Venezuelan dictator Hugo Chavez is dead. As irritating as he could be at times, in the grand scheme of things he was just another buffoonish Latin American thug in a long string of such men. His populist/socialist policies helped the poor in some aspects, but they also harmed those very same people in others. He leaves his nation in economic and social chaos, in many ways a disaster:
Plagued by high inflation, food shortages, power outages, and mounting debt, Venezuela has become one of the most economically dysfunctional nations in the Western Hemisphere. It has also become one of the most murderous. According to the independent Venezuelan Observatory of Violence (OVV), the country suffered no fewer than 21,692 homicides in 2012, up from 19,336 in 2011. Its national murder rate (73 per 100,000) is among the highest anywhere in the world, and easily the highest in South America. The homicide rate in Caracas is much, much steeper — the OVV has estimated that it was 200 per 100,000 in 2011 — making Venezuela’s capital arguably the most dangerous city on earth.

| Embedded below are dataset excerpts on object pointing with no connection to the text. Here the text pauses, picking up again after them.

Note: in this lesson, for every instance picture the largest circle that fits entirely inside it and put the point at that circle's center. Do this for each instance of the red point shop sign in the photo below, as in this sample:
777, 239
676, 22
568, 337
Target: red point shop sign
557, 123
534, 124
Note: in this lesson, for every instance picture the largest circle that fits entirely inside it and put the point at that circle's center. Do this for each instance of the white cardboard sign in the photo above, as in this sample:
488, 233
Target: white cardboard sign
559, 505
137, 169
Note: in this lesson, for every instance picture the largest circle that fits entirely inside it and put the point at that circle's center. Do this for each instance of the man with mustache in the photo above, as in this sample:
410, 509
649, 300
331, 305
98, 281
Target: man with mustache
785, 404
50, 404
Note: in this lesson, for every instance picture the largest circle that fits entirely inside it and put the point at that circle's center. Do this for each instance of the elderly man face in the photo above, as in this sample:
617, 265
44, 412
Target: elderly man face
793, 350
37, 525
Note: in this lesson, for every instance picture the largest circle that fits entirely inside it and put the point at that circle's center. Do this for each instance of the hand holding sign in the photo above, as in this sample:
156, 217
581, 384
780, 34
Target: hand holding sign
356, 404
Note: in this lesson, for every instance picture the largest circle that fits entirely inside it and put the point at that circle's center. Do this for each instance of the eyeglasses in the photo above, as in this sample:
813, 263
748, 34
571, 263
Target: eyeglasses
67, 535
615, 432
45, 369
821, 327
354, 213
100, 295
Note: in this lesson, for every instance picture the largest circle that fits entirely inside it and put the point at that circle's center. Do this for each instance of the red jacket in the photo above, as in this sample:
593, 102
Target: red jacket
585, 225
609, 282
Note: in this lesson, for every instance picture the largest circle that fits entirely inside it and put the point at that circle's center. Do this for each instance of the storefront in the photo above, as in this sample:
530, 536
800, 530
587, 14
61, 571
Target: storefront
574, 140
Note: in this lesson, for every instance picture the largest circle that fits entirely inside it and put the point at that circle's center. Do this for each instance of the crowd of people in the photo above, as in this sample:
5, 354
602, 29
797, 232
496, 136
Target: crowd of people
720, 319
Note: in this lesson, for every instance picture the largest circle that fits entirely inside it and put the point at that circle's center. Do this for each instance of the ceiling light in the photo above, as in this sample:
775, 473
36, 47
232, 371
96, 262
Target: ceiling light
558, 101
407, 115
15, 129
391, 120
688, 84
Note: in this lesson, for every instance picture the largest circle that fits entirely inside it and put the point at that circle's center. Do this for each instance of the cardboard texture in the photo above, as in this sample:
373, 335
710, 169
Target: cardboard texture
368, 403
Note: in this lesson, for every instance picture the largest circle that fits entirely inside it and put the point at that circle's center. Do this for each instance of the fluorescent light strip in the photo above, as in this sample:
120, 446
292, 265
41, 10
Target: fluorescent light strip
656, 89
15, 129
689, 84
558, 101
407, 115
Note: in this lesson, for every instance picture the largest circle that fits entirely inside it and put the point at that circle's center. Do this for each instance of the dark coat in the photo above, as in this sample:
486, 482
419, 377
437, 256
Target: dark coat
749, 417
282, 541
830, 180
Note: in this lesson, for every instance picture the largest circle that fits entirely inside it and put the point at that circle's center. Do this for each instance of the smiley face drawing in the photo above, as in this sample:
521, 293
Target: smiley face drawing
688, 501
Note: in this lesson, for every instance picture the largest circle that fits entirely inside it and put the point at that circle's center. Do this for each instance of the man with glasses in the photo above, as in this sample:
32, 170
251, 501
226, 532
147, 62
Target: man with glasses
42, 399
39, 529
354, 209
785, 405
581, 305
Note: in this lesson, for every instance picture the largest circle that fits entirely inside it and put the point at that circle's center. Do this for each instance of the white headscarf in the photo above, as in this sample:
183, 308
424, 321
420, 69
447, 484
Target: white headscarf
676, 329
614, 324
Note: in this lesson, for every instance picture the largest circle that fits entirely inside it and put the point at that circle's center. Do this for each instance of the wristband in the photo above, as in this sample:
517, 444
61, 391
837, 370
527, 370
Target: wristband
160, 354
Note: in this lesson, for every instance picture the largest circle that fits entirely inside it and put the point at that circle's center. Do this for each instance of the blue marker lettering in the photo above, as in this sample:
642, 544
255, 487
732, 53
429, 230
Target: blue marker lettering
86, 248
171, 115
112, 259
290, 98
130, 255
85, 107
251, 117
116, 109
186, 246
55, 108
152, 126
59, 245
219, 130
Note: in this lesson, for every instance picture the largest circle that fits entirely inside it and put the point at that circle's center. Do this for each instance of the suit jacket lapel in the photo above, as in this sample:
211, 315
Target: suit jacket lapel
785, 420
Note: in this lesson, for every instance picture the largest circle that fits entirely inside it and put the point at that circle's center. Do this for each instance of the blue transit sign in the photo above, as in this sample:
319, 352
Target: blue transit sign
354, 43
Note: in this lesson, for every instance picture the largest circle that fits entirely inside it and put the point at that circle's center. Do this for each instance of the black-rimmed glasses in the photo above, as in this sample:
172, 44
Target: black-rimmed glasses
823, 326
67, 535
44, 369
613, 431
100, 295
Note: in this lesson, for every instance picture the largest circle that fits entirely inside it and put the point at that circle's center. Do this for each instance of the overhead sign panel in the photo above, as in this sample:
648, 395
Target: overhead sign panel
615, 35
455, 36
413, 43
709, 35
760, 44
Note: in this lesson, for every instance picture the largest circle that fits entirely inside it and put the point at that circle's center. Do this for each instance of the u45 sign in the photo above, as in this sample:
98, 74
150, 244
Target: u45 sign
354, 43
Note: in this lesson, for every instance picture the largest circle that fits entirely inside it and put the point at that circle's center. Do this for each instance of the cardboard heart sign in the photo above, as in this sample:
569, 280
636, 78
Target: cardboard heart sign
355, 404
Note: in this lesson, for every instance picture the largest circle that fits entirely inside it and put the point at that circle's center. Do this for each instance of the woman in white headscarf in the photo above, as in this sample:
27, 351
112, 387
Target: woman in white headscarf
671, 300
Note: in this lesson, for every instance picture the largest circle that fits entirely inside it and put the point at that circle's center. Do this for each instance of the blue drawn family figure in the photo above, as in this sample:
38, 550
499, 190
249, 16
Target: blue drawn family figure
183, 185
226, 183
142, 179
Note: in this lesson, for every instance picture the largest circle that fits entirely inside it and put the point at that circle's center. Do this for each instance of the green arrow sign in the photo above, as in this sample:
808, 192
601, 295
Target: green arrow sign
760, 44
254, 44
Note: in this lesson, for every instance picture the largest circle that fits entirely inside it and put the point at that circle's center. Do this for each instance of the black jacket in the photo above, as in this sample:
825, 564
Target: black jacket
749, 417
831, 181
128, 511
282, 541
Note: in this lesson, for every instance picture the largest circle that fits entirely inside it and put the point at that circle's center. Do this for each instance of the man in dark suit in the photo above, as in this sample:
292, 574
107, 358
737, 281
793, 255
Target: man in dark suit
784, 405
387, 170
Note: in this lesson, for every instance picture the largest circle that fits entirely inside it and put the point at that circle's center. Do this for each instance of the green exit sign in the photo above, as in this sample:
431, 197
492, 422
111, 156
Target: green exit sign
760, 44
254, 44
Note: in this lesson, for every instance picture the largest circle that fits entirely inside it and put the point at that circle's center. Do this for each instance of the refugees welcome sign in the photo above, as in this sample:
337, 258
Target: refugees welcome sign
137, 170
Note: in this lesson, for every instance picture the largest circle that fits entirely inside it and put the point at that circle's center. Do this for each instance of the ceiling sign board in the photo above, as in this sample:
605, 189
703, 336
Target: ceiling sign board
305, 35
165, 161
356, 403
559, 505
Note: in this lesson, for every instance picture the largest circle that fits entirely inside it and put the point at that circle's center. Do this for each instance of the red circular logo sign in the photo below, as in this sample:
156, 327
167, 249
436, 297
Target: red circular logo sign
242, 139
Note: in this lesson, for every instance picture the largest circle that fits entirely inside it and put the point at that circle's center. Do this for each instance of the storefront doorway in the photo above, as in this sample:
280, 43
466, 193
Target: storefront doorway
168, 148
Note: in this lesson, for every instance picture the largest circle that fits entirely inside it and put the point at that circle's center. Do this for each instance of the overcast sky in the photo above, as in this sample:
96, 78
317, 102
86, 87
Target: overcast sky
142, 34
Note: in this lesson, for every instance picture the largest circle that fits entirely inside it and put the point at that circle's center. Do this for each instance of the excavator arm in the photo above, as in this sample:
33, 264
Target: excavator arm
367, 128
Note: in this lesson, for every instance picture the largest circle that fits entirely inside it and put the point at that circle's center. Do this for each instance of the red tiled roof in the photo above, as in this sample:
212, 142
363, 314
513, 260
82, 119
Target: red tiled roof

Read the whole thing for a litany of bad news and real pain that morons like Sean Penn so breezily dismiss. What Nick Gillespie notes on this occasion applies to Penn and the rest of the Chavez apologists:
"It's stunning what people will excuse if the right magic words are sprinkled over the repression."

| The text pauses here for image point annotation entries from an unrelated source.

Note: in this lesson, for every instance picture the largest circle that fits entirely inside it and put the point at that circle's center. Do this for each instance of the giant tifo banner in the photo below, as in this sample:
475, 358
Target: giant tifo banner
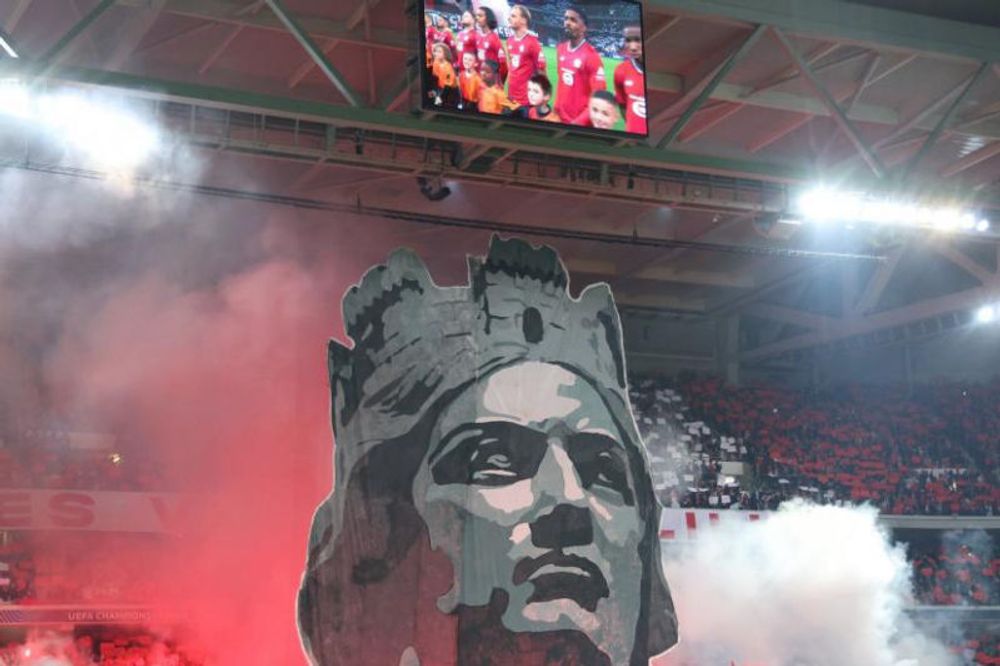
491, 503
80, 510
687, 524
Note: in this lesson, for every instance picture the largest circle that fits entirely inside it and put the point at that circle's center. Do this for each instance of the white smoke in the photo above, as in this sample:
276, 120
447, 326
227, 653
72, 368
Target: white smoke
810, 586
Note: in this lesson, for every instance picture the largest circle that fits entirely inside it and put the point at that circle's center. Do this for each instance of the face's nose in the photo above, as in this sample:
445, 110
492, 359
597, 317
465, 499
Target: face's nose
557, 477
569, 521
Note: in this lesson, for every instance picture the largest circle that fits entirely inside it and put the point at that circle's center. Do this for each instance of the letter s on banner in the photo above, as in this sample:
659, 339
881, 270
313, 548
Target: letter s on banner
71, 510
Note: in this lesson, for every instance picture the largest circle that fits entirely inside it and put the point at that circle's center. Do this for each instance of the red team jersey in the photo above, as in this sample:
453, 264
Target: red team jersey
526, 60
630, 92
581, 71
488, 47
465, 42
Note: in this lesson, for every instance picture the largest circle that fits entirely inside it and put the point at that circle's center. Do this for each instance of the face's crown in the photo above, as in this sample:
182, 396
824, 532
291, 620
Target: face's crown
414, 341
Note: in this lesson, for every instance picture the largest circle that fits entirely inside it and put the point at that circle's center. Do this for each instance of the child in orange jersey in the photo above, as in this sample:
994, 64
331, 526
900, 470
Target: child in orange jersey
444, 83
469, 82
492, 98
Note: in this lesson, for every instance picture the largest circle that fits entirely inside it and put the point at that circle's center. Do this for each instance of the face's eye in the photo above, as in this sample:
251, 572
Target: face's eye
488, 454
602, 463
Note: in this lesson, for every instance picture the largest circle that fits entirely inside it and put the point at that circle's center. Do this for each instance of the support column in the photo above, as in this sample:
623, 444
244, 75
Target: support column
727, 348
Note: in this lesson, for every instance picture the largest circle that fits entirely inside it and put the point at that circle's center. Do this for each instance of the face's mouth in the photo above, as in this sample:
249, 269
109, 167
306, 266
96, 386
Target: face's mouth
556, 575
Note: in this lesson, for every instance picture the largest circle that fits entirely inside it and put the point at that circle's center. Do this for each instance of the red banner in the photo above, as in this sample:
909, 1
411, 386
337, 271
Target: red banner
81, 510
685, 524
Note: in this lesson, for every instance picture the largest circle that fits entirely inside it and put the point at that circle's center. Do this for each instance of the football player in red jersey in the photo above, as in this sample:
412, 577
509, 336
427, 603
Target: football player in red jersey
465, 40
630, 85
581, 70
525, 53
488, 44
442, 33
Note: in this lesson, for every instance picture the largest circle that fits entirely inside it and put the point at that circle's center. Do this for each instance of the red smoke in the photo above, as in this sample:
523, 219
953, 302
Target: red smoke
228, 387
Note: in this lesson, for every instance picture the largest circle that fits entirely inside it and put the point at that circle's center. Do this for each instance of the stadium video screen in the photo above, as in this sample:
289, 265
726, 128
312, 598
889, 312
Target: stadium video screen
577, 64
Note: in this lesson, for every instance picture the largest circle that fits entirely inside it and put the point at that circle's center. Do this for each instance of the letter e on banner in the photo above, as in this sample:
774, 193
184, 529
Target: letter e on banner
15, 509
71, 510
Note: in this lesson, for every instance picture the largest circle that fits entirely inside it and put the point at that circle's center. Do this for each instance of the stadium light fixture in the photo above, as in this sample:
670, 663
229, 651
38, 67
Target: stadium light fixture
7, 47
831, 205
435, 191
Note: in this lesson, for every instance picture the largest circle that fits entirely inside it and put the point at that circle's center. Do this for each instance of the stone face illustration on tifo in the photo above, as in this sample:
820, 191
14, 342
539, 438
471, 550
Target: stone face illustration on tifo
492, 500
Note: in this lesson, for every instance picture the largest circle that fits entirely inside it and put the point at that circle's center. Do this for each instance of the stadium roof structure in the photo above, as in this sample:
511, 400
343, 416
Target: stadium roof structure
749, 102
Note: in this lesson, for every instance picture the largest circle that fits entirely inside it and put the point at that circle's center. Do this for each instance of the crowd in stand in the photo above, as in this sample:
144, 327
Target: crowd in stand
101, 646
933, 452
76, 461
961, 571
980, 650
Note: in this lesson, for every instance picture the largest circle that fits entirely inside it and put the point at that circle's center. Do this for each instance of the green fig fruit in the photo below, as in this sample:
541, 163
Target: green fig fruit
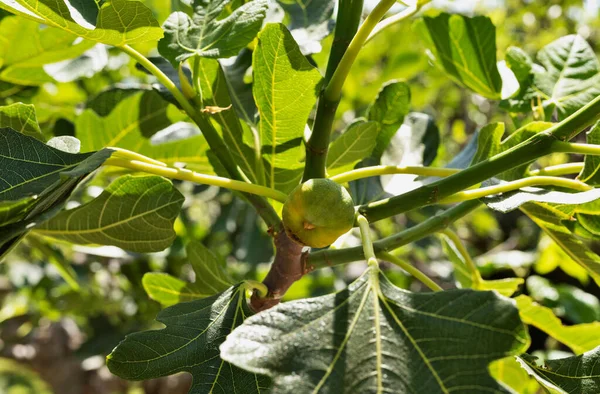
318, 212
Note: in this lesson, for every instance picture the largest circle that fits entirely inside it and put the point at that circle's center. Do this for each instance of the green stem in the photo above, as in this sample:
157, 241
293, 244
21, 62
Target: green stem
411, 270
526, 152
129, 155
515, 185
191, 176
399, 17
213, 138
333, 91
365, 233
332, 257
348, 19
454, 238
366, 172
559, 169
571, 147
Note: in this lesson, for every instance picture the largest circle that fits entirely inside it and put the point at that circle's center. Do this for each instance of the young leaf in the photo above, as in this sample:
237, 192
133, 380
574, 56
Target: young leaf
13, 211
343, 342
190, 342
509, 372
215, 93
465, 48
591, 165
389, 109
567, 78
356, 143
115, 22
310, 22
579, 338
206, 35
21, 117
285, 87
572, 375
520, 63
136, 116
466, 278
550, 220
133, 213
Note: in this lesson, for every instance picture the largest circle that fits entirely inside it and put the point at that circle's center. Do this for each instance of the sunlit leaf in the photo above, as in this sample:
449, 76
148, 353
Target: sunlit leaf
21, 117
215, 93
356, 143
133, 213
285, 87
509, 372
580, 338
190, 342
507, 202
590, 174
115, 22
205, 34
29, 166
210, 279
572, 375
389, 109
566, 79
550, 220
465, 48
472, 279
310, 22
27, 47
142, 114
343, 342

Given the long history of such excuses, I'm not so sure it's stunning as simply appalling and depressing.
The best that can be said about Chavez is that at some point he probably had good intentions, but in the end, like all the dictators before and all the dictators to come, the good intentions are never a match for the temptations and corruption of power. He wound up as just another Generalissimo, albeit one from the left.